Taylor: I run a lot. That’s pretty important to me, it gets everything out. Morning wise, I don’t really have a routine. Sometimes it’s just up and out the door as fast as possible. I often don’t often eat breakfast. My assistants will hand me stuff when I get hangry and have that look in my eye. When it’s 9:30, I go to bed. My requirement for clothes is, pants that won’t rip in the butt. The number of times that I have squatted down to pick something up, or stepped on my car tire to get something off the top of my car, and then rip—and you’re stuck with it all day.
Daniela: I really just want to make people happy. It stresses me out when people are not happy. We work in an industry that is really stressful. We’re in New York— we have the best restaurants in the world. When people go out, they are always comparing, so it’s easy to feel insecure. My goal is to make the people in the kitchen the happiest people. We are in the basement so we don’t see people having fun and drinking. Maybe there is a cute guy cooking next to you, but you can’t flirt because you smell like garbage. Having a solid happy team around me is important; I’ll take the punches for that. My biggest inspiration would be my mom, and myself. I am inspired by the person I am today. That is what makes me want to do better— because if I am not happy, the people around me will not be happy. And of course, Enrique. He is the best mentor I have ever had.
Taylor: Someone I really admire is Jean Adamson, who owns Vinegar Hill House. Before we were friends she was one of the scariest people I knew. If someone told me five years ago that we would be talking about boys, I would have told you to shut up, because I was scared of her.

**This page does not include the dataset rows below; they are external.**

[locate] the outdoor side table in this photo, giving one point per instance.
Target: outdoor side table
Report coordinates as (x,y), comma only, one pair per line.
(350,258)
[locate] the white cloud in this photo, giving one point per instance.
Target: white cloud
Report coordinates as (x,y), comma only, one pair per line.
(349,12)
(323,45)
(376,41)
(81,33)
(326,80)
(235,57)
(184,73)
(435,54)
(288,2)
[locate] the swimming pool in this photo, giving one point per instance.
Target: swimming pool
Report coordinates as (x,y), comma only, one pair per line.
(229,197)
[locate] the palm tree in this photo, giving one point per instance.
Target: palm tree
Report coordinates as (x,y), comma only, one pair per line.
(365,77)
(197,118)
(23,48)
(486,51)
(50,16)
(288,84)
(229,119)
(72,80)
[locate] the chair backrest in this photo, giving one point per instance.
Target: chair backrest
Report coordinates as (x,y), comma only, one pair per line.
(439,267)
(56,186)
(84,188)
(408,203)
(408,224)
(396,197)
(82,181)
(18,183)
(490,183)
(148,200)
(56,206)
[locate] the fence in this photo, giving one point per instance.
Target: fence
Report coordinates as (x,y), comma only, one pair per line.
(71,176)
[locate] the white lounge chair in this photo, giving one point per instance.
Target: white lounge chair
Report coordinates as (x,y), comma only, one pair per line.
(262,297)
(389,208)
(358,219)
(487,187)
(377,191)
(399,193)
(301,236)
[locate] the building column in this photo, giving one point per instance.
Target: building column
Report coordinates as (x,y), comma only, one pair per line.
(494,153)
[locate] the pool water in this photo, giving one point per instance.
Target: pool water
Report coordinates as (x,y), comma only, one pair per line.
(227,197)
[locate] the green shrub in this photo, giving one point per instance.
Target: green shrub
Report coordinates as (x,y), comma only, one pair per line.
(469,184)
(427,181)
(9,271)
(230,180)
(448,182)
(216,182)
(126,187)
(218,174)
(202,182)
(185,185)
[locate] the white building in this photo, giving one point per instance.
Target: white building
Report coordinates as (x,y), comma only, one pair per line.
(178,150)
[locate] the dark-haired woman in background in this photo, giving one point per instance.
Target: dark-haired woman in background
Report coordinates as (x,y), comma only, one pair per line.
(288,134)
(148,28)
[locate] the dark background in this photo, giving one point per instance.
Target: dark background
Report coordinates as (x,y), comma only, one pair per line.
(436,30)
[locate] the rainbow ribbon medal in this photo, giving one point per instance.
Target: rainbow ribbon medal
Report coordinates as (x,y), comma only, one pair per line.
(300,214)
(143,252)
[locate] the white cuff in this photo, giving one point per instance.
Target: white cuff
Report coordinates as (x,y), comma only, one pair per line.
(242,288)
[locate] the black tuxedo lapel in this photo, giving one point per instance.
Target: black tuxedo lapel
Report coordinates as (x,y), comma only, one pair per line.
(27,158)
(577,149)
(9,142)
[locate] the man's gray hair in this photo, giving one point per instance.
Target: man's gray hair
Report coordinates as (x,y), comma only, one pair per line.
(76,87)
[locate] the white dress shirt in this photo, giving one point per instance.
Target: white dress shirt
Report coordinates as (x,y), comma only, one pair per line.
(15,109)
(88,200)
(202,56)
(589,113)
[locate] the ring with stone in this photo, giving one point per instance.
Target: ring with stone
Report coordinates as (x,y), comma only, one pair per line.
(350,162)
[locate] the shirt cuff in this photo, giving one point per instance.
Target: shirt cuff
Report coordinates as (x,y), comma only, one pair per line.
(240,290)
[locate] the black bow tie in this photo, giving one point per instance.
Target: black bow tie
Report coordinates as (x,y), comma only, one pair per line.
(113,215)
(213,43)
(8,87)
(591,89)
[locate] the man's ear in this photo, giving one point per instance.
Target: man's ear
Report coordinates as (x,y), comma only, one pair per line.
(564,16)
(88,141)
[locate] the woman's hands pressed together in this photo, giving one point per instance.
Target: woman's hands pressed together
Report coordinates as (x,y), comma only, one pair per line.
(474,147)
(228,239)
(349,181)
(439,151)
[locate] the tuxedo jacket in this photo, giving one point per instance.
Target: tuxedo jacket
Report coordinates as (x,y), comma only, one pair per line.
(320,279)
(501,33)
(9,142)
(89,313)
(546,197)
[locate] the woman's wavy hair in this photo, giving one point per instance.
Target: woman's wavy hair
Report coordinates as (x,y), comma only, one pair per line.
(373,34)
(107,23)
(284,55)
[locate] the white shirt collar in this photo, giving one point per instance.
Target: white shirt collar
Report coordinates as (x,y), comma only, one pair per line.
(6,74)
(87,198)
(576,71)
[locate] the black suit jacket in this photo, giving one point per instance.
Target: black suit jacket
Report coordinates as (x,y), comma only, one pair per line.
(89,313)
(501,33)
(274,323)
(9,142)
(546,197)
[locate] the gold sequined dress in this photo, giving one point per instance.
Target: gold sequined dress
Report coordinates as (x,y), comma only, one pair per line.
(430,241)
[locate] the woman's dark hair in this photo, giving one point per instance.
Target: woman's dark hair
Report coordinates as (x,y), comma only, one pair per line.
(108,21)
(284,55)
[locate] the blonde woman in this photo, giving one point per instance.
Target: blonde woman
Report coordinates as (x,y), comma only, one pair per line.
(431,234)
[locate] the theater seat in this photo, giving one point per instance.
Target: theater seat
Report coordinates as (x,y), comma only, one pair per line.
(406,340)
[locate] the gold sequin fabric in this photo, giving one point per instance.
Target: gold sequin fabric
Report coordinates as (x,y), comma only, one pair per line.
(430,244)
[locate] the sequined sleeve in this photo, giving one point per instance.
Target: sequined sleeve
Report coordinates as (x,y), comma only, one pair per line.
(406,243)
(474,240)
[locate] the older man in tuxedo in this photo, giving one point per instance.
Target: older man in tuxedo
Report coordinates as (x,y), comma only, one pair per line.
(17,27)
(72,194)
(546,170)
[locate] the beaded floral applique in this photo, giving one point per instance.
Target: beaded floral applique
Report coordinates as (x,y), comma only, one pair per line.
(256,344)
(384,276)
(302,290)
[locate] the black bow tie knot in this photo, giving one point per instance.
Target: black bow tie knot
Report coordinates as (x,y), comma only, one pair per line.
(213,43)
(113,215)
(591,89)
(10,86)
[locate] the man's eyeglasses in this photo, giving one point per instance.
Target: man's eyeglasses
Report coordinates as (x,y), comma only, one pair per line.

She has been a huge mentor of mine.
Daniela: In terms of advice for my 22 year old self….Don’t buy those shoes. Don’t date that guy. Don’t lose that iPhone 15 times. Don’t lose your passport, again. Call your mom.
Taylor: Mine would have to be: You don’t know everything. Get over yourself. Stop stressing. You’re 22, you do not need to have it figured out. I’m 33 and I’m not even close. Take my dad for instance, he’s like, ‘I still don’t know what’s really going on.’ So to my younger self I’d say, you’re going to be fine.